I think that it shows that the Treasurer is still struggling to find how he is going to take this economy forward. He claimed that the budget would ease the pressure on inflation and honour Labor’s election commitments to families, but he has failed his first test, in delivering what is unequivocally an expansionary budget.

The budget will do nothing to meet Labor’s promises to keep grocery prices, petrol prices and home interest rates down. For that alone, Labor are to be condemned. They ran around promising that that was what they would do and, search though you may, in the budget there is precious little indication of any ability to do any such thing. I think Australians can take very cold comfort from Labor’s decision to raise taxes on cars, alcohol—for the sake of it but trying to dress it up as some measure to address a problem, which we all think is a significant problem, only this is hardly a way to deal with it—energy, computer software, fringe benefits, passenger movements, passports and visa applications and to increase the cost of private health insurance. I think Mr Swan’s first budget will be remembered very much as a taxing budget. It confirms Labor stands for higher taxes, and this of course will put upward pressure on inflation.

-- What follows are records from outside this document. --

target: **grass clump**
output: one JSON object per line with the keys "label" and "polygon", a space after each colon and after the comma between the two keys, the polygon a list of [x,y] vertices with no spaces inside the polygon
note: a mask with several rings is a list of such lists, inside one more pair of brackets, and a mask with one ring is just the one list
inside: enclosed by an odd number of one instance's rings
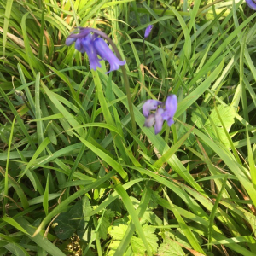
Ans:
{"label": "grass clump", "polygon": [[[0,3],[0,255],[255,255],[246,3]],[[112,38],[129,90],[65,45],[77,26]],[[170,94],[175,123],[155,135],[142,106]]]}

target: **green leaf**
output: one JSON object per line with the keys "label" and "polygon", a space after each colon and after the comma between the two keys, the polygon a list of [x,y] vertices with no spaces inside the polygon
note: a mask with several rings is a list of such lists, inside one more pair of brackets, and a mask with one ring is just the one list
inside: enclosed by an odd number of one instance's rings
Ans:
{"label": "green leaf", "polygon": [[158,249],[159,256],[184,256],[182,247],[171,239],[166,239]]}
{"label": "green leaf", "polygon": [[143,256],[145,255],[145,246],[141,238],[132,236],[131,240],[131,246],[133,255]]}
{"label": "green leaf", "polygon": [[56,236],[62,240],[69,238],[76,233],[80,239],[83,238],[86,222],[90,219],[91,207],[87,196],[77,201],[66,212],[61,213],[55,220],[54,224]]}
{"label": "green leaf", "polygon": [[127,230],[128,226],[124,224],[119,224],[119,226],[113,226],[109,230],[109,235],[113,240],[122,240]]}
{"label": "green leaf", "polygon": [[156,253],[158,247],[158,238],[157,236],[154,234],[155,228],[150,225],[143,225],[143,230],[144,231],[146,239],[148,240],[149,247],[152,249],[153,254]]}

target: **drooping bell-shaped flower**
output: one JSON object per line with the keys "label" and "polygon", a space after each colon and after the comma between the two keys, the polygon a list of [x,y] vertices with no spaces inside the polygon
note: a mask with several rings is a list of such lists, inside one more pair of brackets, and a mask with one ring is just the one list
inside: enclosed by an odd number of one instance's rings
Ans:
{"label": "drooping bell-shaped flower", "polygon": [[248,7],[253,10],[256,10],[256,1],[254,0],[246,0],[247,4]]}
{"label": "drooping bell-shaped flower", "polygon": [[175,94],[169,95],[166,101],[166,109],[162,116],[164,120],[167,121],[168,126],[171,126],[173,121],[173,116],[177,108],[177,100]]}
{"label": "drooping bell-shaped flower", "polygon": [[162,102],[156,100],[148,100],[143,106],[143,113],[144,117],[148,117],[150,111],[155,110]]}
{"label": "drooping bell-shaped flower", "polygon": [[[159,106],[160,107],[159,108]],[[170,95],[165,102],[156,100],[148,100],[143,106],[143,113],[146,117],[144,126],[151,127],[154,123],[154,133],[160,132],[164,121],[167,121],[168,126],[171,126],[173,121],[173,116],[177,108],[177,100],[176,95]],[[155,110],[154,113],[151,113]]]}
{"label": "drooping bell-shaped flower", "polygon": [[150,35],[153,26],[153,25],[149,25],[148,26],[147,26],[144,33],[144,39]]}
{"label": "drooping bell-shaped flower", "polygon": [[144,123],[144,126],[146,127],[151,127],[154,123],[154,113],[151,113],[149,114],[147,118],[146,118],[146,120],[145,120],[145,123]]}
{"label": "drooping bell-shaped flower", "polygon": [[154,113],[154,119],[155,119],[155,124],[154,124],[154,134],[158,134],[161,131],[162,127],[163,127],[163,113],[164,113],[164,109],[162,108],[158,108],[155,111]]}
{"label": "drooping bell-shaped flower", "polygon": [[109,46],[102,38],[96,38],[94,40],[94,47],[98,55],[110,64],[110,69],[106,73],[108,73],[109,72],[113,70],[117,70],[120,67],[120,66],[125,64],[126,61],[120,61],[109,49]]}
{"label": "drooping bell-shaped flower", "polygon": [[[78,31],[79,32],[79,33],[77,32]],[[67,38],[66,44],[70,46],[75,43],[75,49],[77,50],[81,53],[86,52],[91,69],[96,70],[97,67],[101,67],[102,66],[99,61],[102,59],[109,62],[109,72],[117,70],[120,66],[125,65],[125,61],[120,61],[117,58],[107,43],[98,36],[110,40],[110,38],[100,30],[91,27],[78,27]],[[100,59],[98,55],[102,57],[102,59]]]}
{"label": "drooping bell-shaped flower", "polygon": [[93,45],[94,40],[93,36],[91,34],[88,34],[85,38],[82,38],[82,45],[87,53],[90,67],[91,69],[96,70],[97,67],[102,67],[99,61],[101,61],[98,56],[96,50]]}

I think it is fair to continue to say from the opposition’s point of view that Labor was indeed left with a strong economy which had a key strategy to keep the economy growing and to keep inflation under control over the longer term. In contrast, it is also fair to characterise Labor’s budget as a political grab bag, not an economic strategy going forward, and I do think Australians deserve better than that. However, what concerns me very much is that unemployment will increase as a result of this budget, with Treasury forecasts showing 134,000 fewer people in jobs. That is a very shameful outcome for the first Labor budget. Despite all the rhetoric about education revolutions and lifting productivity, the participation rate in the workforce is actually forecast by Treasury to fall.

When it comes to the various investment funds on infrastructure, education and health—also, of course, copied from the coalition—there is an appalling lack of detail, with absolutely no explanation of what criteria will be used for the administration and expenditure of billions of dollars of taxpayers’ money withheld from them and retained for some purpose without any detail as to what it will be. And, of course, there is absolutely nothing to tell Australians how this will actually address the infrastructure bottlenecks. Are these funds going to be accessed in the short term? If they are, that is going to put a lot of pressure on inflation. If in fact they are not going to be accessed in the short term, then of course they are not dealing with the problems that have been identified in infrastructure. Labor has made absolutely no attempt to reconcile these contradictions in its approach to these investment funds.

The bottom line is that Labor have not kept their election promises. The Labor government promised not to touch private health insurance, but they are gutting it. The Labor government promised to leave the baby bonus alone, but they are in effect slashing it. Labor promised not to increase taxes, but taxes have gone up. It is very disappointing, and I think it confirms what Mr Garrett said in an unguarded moment before the election: ‘Once we get in, we’ll just change it all.’ The proof of that is well and truly seen in the budget. After promising so much before the election, Labor have let Australians down.